Home Dish Tomahawk Steak 🥩

Tomahawk Steak 🥩

Introduce

Chef :

Natalie Marten (Windsor__Foodie)

Tomahawk Steak 🥩

This wonderful cut of beef makes a lovely sharing platter for 2-3 people. Here's how I cook it to a perfect rare. I think the key is to keep the seasoning very simple and allow the flavour of the meat to shine. It's also all about creating a decent crust on the outside.

Cooking instructions

* Step 1

Remove the steak from the fridge and leave to come up to room temperature approx 1 hour before cooking. Preheat your oven to 220 (fan). Prepare a baking tray by lining it with foil and then placing a wire rack over it. Set aside. Heat up your skillet on a high heat. Add in enough oil to thinly coat the entire base.

* Step 2

Once the oil is nice and hot season both sides of the steak very generously in sea salt and cracked black pepper.
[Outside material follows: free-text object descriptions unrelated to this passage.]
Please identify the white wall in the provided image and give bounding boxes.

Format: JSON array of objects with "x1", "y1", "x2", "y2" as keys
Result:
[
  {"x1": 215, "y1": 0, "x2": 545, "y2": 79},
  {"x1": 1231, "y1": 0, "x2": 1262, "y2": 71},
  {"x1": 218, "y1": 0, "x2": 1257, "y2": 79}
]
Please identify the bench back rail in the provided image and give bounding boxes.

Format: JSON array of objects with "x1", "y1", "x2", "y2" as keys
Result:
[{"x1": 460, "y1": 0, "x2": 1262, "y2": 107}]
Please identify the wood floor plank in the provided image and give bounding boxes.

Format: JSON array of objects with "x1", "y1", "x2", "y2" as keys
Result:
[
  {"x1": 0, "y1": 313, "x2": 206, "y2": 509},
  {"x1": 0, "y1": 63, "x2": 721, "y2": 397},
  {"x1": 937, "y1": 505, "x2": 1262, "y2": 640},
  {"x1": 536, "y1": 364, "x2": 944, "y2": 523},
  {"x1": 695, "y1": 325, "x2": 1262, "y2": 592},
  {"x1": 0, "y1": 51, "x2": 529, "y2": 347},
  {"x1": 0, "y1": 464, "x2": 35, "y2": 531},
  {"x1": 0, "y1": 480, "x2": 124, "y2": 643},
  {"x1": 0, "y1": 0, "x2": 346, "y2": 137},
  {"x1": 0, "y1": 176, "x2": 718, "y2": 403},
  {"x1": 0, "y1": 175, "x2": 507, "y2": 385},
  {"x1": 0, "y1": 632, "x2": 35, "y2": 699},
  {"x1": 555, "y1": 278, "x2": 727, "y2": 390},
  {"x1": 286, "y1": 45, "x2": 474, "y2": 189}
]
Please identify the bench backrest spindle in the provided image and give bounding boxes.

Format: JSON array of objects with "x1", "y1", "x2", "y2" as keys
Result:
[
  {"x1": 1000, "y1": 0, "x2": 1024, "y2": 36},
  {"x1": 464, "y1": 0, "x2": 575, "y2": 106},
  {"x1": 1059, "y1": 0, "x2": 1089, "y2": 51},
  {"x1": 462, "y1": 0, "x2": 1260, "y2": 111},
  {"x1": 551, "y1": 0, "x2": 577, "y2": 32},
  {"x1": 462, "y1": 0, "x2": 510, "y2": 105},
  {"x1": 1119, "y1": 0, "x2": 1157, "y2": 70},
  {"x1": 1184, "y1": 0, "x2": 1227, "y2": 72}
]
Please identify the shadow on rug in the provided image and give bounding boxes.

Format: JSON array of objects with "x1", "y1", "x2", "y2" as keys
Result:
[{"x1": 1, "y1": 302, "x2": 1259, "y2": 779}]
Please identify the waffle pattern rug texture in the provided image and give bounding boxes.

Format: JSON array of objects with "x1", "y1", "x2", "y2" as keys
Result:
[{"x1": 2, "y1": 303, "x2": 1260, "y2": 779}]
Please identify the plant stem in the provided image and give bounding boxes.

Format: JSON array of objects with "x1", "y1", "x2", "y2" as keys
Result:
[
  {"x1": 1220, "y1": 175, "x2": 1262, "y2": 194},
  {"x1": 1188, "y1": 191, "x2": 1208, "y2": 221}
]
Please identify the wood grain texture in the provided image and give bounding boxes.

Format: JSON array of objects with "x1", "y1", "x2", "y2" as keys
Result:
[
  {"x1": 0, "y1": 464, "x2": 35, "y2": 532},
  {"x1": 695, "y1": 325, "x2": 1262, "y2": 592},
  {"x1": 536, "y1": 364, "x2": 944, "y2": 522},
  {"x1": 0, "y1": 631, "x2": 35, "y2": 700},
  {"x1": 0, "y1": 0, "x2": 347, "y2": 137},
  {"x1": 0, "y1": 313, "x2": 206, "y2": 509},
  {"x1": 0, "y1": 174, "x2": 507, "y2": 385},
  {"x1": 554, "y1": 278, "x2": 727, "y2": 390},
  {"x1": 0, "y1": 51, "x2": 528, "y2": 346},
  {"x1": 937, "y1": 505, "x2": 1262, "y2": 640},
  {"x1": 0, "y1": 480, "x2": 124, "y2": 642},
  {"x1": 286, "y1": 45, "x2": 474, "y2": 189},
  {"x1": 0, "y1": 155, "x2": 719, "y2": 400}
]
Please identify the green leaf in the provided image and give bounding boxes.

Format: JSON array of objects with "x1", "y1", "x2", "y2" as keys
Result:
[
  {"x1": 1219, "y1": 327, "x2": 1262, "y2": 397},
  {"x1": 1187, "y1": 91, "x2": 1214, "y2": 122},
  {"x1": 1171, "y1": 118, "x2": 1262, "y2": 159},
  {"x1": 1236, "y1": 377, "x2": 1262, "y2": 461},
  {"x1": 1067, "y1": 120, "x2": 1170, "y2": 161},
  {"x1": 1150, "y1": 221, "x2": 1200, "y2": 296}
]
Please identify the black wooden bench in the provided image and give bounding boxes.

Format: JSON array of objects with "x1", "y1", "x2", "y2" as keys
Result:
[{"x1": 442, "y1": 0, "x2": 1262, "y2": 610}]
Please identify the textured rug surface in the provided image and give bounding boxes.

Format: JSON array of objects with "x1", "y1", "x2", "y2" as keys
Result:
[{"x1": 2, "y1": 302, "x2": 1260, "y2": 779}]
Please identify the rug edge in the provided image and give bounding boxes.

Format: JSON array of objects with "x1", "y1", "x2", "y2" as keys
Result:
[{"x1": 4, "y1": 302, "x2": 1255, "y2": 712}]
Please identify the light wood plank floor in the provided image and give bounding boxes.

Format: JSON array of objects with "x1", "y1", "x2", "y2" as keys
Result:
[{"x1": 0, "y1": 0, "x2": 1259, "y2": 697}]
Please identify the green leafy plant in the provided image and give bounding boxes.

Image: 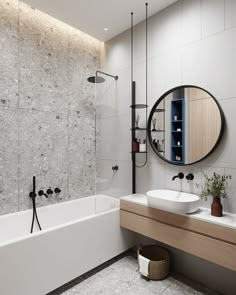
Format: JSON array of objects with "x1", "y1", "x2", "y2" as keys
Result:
[{"x1": 200, "y1": 173, "x2": 231, "y2": 201}]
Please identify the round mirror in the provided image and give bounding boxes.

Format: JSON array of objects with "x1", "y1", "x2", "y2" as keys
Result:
[{"x1": 148, "y1": 85, "x2": 225, "y2": 165}]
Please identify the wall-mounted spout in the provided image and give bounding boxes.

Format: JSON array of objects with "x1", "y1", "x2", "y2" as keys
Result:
[
  {"x1": 172, "y1": 172, "x2": 184, "y2": 181},
  {"x1": 38, "y1": 190, "x2": 48, "y2": 198}
]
Add to the Pan and sear on all sides, (using the bone as a handle to manoeuvre it in the pan) for 2-3 minutes on each part until the outside is beautifully caramilised and a crust is formed.

* Step 3

Transfer over to the wire rack over the baking tray. Cook on the middle shelf of the oven for 18-20 minutes. Remove and touch the flesh with your finger, it should have a firm bounce to it, the same as if you hold your thumb and pointing finger together and then press the flesh on your hand in the space in between.

* Step 4

Leave the steak to rest for ten minutes so it bleeds out a little and the flesh becomes relaxed. Take a very sharp large knife and first carve right along the bone to separate the steak then slice into strips about 1 inch thick. Serve up on a platter for sharing and enjoy!